Paper by de Gouvea and Chang

Abstract If the dark matter (DM) consists of a weakly interacting massive particle (WIMP), it can be produced and studied at future collider experiments like those at the LHC. The production of collider-stable WIMPs is characterized by hard scattering events with large missing transverse energy. Here we point out that the discovery of this well-characterized DM signal may turn out to be a red herring. We explore an alternative explanation -- fake dark matter -- where the only sources of missing transverse energy are standard model neutrinos. We present examples of such models, focusing on supersymmetric models with R-parity violation. We also briefly discuss means of differentiating fake dark matter from the production of new collider-stable particles.

Highlights
  • Any new physics model that leads tothe non standard production of neutrinos can potentially fake the DM signal.

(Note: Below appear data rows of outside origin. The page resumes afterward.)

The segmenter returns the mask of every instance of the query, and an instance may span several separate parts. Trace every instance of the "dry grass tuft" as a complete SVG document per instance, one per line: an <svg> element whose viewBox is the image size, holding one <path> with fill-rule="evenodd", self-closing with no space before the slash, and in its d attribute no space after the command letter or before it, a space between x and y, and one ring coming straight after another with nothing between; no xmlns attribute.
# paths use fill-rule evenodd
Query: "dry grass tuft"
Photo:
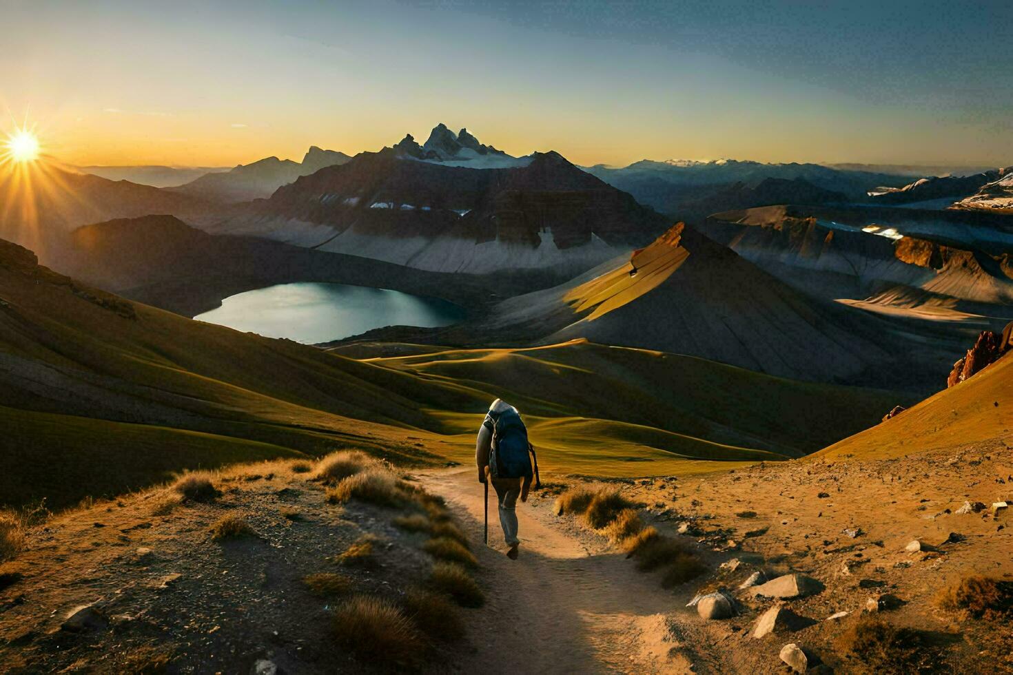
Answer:
<svg viewBox="0 0 1013 675"><path fill-rule="evenodd" d="M344 595L352 590L352 578L333 572L306 575L303 577L303 583L310 593L322 597Z"/></svg>
<svg viewBox="0 0 1013 675"><path fill-rule="evenodd" d="M632 506L633 503L619 494L618 490L601 490L591 498L591 503L583 512L583 521L589 527L602 529Z"/></svg>
<svg viewBox="0 0 1013 675"><path fill-rule="evenodd" d="M972 575L936 596L943 609L987 619L1013 618L1013 582Z"/></svg>
<svg viewBox="0 0 1013 675"><path fill-rule="evenodd" d="M372 567L376 564L375 549L381 539L375 534L363 534L337 557L340 565L348 567Z"/></svg>
<svg viewBox="0 0 1013 675"><path fill-rule="evenodd" d="M401 599L404 613L431 640L451 642L464 637L464 621L457 607L439 593L409 588Z"/></svg>
<svg viewBox="0 0 1013 675"><path fill-rule="evenodd" d="M124 660L120 672L126 675L162 675L169 671L172 654L153 647L142 647Z"/></svg>
<svg viewBox="0 0 1013 675"><path fill-rule="evenodd" d="M184 499L185 497L181 493L175 492L175 490L163 490L151 499L149 507L151 515L167 516L177 506L182 504Z"/></svg>
<svg viewBox="0 0 1013 675"><path fill-rule="evenodd" d="M557 516L583 513L594 497L595 493L587 488L573 488L556 497L553 510Z"/></svg>
<svg viewBox="0 0 1013 675"><path fill-rule="evenodd" d="M430 519L420 513L413 513L408 516L397 516L390 521L394 527L403 529L406 532L428 532Z"/></svg>
<svg viewBox="0 0 1013 675"><path fill-rule="evenodd" d="M878 617L862 616L838 641L850 659L864 664L861 672L882 675L937 672L939 650L925 634L894 626Z"/></svg>
<svg viewBox="0 0 1013 675"><path fill-rule="evenodd" d="M430 584L441 593L454 598L462 607L481 607L485 595L468 571L456 563L435 563Z"/></svg>
<svg viewBox="0 0 1013 675"><path fill-rule="evenodd" d="M433 534L434 537L445 536L449 539L454 539L465 549L471 547L468 535L462 532L461 528L451 521L434 523L430 528L430 533Z"/></svg>
<svg viewBox="0 0 1013 675"><path fill-rule="evenodd" d="M609 537L613 543L620 543L632 536L636 536L643 529L643 520L636 509L623 509L616 515L615 520L605 526L603 534Z"/></svg>
<svg viewBox="0 0 1013 675"><path fill-rule="evenodd" d="M471 552L461 545L460 541L449 536L439 536L426 541L422 549L437 560L449 563L460 563L465 567L478 567L478 561Z"/></svg>
<svg viewBox="0 0 1013 675"><path fill-rule="evenodd" d="M215 487L215 477L209 472L183 474L172 489L182 495L183 499L193 502L213 502L221 494Z"/></svg>
<svg viewBox="0 0 1013 675"><path fill-rule="evenodd" d="M412 620L382 598L352 598L334 612L331 628L338 645L372 663L411 666L425 648Z"/></svg>
<svg viewBox="0 0 1013 675"><path fill-rule="evenodd" d="M341 450L331 452L317 462L316 478L324 483L337 483L379 466L379 459L362 450Z"/></svg>
<svg viewBox="0 0 1013 675"><path fill-rule="evenodd" d="M259 536L241 514L230 513L219 518L211 527L211 538L213 541L223 539L239 539L249 536Z"/></svg>
<svg viewBox="0 0 1013 675"><path fill-rule="evenodd" d="M0 511L0 563L12 560L24 547L24 521L14 511Z"/></svg>
<svg viewBox="0 0 1013 675"><path fill-rule="evenodd" d="M397 508L404 505L406 496L393 474L374 469L342 479L327 491L328 503L344 504L352 499Z"/></svg>
<svg viewBox="0 0 1013 675"><path fill-rule="evenodd" d="M658 533L657 529L653 526L648 525L647 527L642 528L636 534L628 536L622 541L620 541L619 547L622 549L622 551L626 554L627 558L630 558L632 556L636 556L637 552L640 551L641 547L650 543L659 536L660 534Z"/></svg>
<svg viewBox="0 0 1013 675"><path fill-rule="evenodd" d="M313 471L313 465L305 459L296 459L289 465L289 470L293 474L309 474Z"/></svg>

  • The FDM scenarios we wish to study fall into two distinct classes
    • In the first class, depicted in Fig. 1(top-right), the phenomenology is very similar to the WIMP cascade-case, but the LSP is replaced by a neutrino. Thus the neutrino plays the role of what looks like the true LSP. The first class is more prevalent in the theoretical literature, and provides the most handles as far as disentangling fake from real dark matter.
    • In the second class, depicted in Fig. 1(bottom- right), there is a potential LSP candidate that is unstable and decays into a number of neutrinos within collider time scales. On the other hand, the second class seems to be rarer but is potentially more difficult to debunk.
  • Our first requirement for FDM is that the new physics should not lead to too many events with little or no missing energy. This eliminates, for example, scenarios where new particles cascade-decay to SM particles through W or Z bosons and the source of large EmissT are neutrinos from W/Z -boson decays.
  • The other of our FDM requirements is the absence of displaced vertices.